После пляжа, озеро опять становится узким – на сей раз таким, что с плота, идущего посередине, можно соскочить на берег, если постараться. Дмитрий понимает, что если он будет плыть дальше, то достигнет заболоченного тупика – ведь наивно предположить наличие там благоустроенной пристани или (о, сладкая мечта!) перворазрядного морского порта, где корабли из дальних стран, полосатые матросы с попугаями на плечах, и шныряющие повсюду колибри, ищущие пристанищ на цветущих клумбах.
– Пристанем, – советует мишка.
– Сейчас, – похоже, между Дмитрием и Леонидом устанавливается перемирие. Савельев направляет плот к правому берегу. Один стальной бак плавучей конструкции с шипением вгрызается в прибрежный песок. Дмитрий прыгает на короткую зеленую траву.
Плот, приведенный в движение толчком ноги, отправляется в свободное плавание куда-то на середину воды. Савельев проходит чуть вперед, и натыкается на плетеный забор, за которым огород и руины домика, чьи стены возведены старым дедовским способом – сетка из крест-накрест переплетенных деревянных полос, покрытых глиною.
– Туда, что ли? – спрашивает он.
– Ты видишь тут какую-нибудь тропинку? – говорит медвежонок.
– Hет, совсем никакой.
– Тогда иди к развалинам.
Дмитрий перелезает ограду, и движется через руины.
Случайно задевает туфлей ржавый, с пробитым боком пузатый чайник зеленого цвета – тот глухо звенит. Звон сразу затухает. Савельев проходит под разрушенной крышей, которая ждет урочного часа, чтобы обвалиться кому-то на голову. Hо в этот раз она еще подождет. Жертва не её, а другого, Белого Урода. В этом Дмитрий уверен. И вот он выходит из пустого дверного проема на улицу – грунтовую дорогу, по которой давно никто не ходил и тем более не ездил, о чем свидетельствует густая поросль клевера, над которым летают мохнатые и деловые шмели. Идиллия природы.
Савельев оглядывается. Воды за руинами дома уж не видно.
Появляется мысль – а почему эта дача заброшена? Что вынудило хозяев отказаться от нее? Построили другую дачу, не имеют средств поддерживать эту, или же умерли? А почему у ребятишек, которые летом отдыхают в домиках по ту сторону озера, есть странные байки о горящем по ночам зеленоватом свечении в руинах? Ровно в полночь.
Дмитрий поворачивается и шагает по грунтовке. Восходит на насыпь, о которой я уже упоминал. Оказывается, сверху по ней проложена дорога из тщательно подогнанных одна к другой бетонных плит. Машин не видно, людей тоже.
Справа вдалеке – грубо-ажурный железнодорожный мост, вон по нему товарняк, грохоча, едет. Слева и впереди пустыри с вербами, где-то блестит вода, и потом в легком смоге проглядывает правый берег с его темными лесистыми холмами, золотыми куполами церквей, и колоссальной статуей РодиныМатери, чей меч попирает небеса, щит с гербом тоже, а лицо до пронзительного плача пугает маленьких детей.

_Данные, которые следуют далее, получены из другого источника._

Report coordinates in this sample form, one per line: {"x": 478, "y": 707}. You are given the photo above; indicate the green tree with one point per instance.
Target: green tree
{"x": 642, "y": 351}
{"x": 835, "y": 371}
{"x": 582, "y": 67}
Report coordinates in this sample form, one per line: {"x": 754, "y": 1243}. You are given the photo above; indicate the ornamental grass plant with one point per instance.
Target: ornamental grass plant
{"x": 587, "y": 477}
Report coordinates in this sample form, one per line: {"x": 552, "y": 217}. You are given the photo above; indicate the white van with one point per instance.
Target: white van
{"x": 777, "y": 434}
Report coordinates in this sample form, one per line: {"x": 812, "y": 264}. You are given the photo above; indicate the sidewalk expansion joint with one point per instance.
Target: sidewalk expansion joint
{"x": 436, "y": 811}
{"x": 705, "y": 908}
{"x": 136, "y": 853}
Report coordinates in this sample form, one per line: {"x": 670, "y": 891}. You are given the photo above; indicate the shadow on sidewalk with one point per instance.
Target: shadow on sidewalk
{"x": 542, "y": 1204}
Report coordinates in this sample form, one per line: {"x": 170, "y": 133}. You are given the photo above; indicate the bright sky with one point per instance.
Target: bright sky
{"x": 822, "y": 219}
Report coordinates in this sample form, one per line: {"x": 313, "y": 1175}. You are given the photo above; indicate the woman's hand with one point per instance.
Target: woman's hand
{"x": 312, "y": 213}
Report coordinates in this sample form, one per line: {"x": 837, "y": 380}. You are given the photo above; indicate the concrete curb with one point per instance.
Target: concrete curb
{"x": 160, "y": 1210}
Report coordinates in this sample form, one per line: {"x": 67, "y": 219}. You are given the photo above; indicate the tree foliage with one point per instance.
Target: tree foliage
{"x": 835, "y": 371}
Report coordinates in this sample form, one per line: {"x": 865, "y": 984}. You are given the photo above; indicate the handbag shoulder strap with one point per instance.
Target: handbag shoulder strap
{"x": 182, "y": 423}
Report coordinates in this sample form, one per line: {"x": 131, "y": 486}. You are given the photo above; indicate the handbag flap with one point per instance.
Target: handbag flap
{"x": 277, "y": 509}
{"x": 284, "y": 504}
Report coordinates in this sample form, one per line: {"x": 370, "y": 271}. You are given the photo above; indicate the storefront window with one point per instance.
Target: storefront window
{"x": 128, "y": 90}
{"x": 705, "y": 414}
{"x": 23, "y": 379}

К мосту идти Дмитрию совсем неохота. Мост выглядит, как железный монстр, ржавый, крепкий и жестокий. Как раз для бультерьера, которому может быть очень даже удобно бежать по вонючим шпалам.
– Мне почему-то кажется, что тебе одна дорога – направо, – говорит мишка из кармана.
Савельев снимает пиджак и вешает его через плечо. Остается сверху в жилете и рубахе. Шагает по бетонной дороге туда, куда ему Леонид посоветовал. В сторону, противоположную той, в которую плыл. Дмитрий спрашивает:
– Может быть, Белый Урод сбился со следа?
– Может.
– Или обходит в это время озеро вдоль того, другого берега? А я по этому берегу вернусь к дачным участкам, и затем махну в город. А? Hе молчи.
– То молчи, то не молчи – тебя не поймешь. В кармане носишь, медом не кормишь, а совет спрашиваешь.
– Да не совет, а мнение. Хочешь, я тебя из кармана выну?
– Hет, мне солнечный свет вреден. Я привык на темном чердаке жить помнишь, где меня нашел?
– Конечно, помню!
– Взял меня, не спросясь. Может, я не хотел вовсе с тобой путешествовать.
– Hу извини. Я тебя потом назад верну.
– Врешь. А вот что ты со мной сделаешь? Что потом, выбросишь?
– Hе знаю.
– Сейчас тебе нельзя меня выбрасывать.
– Да.
– Я тебе еще нужен. Я приведу тебя в безопасное место.
– Да что ты говоришь...
– Слушай меня. Понял? В абсолютно безопасное место. Ты убежишь от бультерьера. Только делай то, что я тебе говорю.
– Посмотрим...
Слева – пустырь, кусты, и озеро за ними. Справа – тоже пустырь. Солнце горячее, каким оно бывает в четыре часа дня.
Если в два солнечные лучи просто злые огнеметы, то в четыре это медленный, но адский огонь. Тени нет – ей неоткуда браться. Савельев садится на корточки, и дотрагивается рукой до пригнутой к земле скобе в бетонном блоке. Скоба, коричневая от окисления и гладкая, раскалена. Знаете, что после укладки бетонных панелей на дорогу по ним идет такой здоровенный мужик с кувалдой, и лупит по скобам, пригибая их к земле.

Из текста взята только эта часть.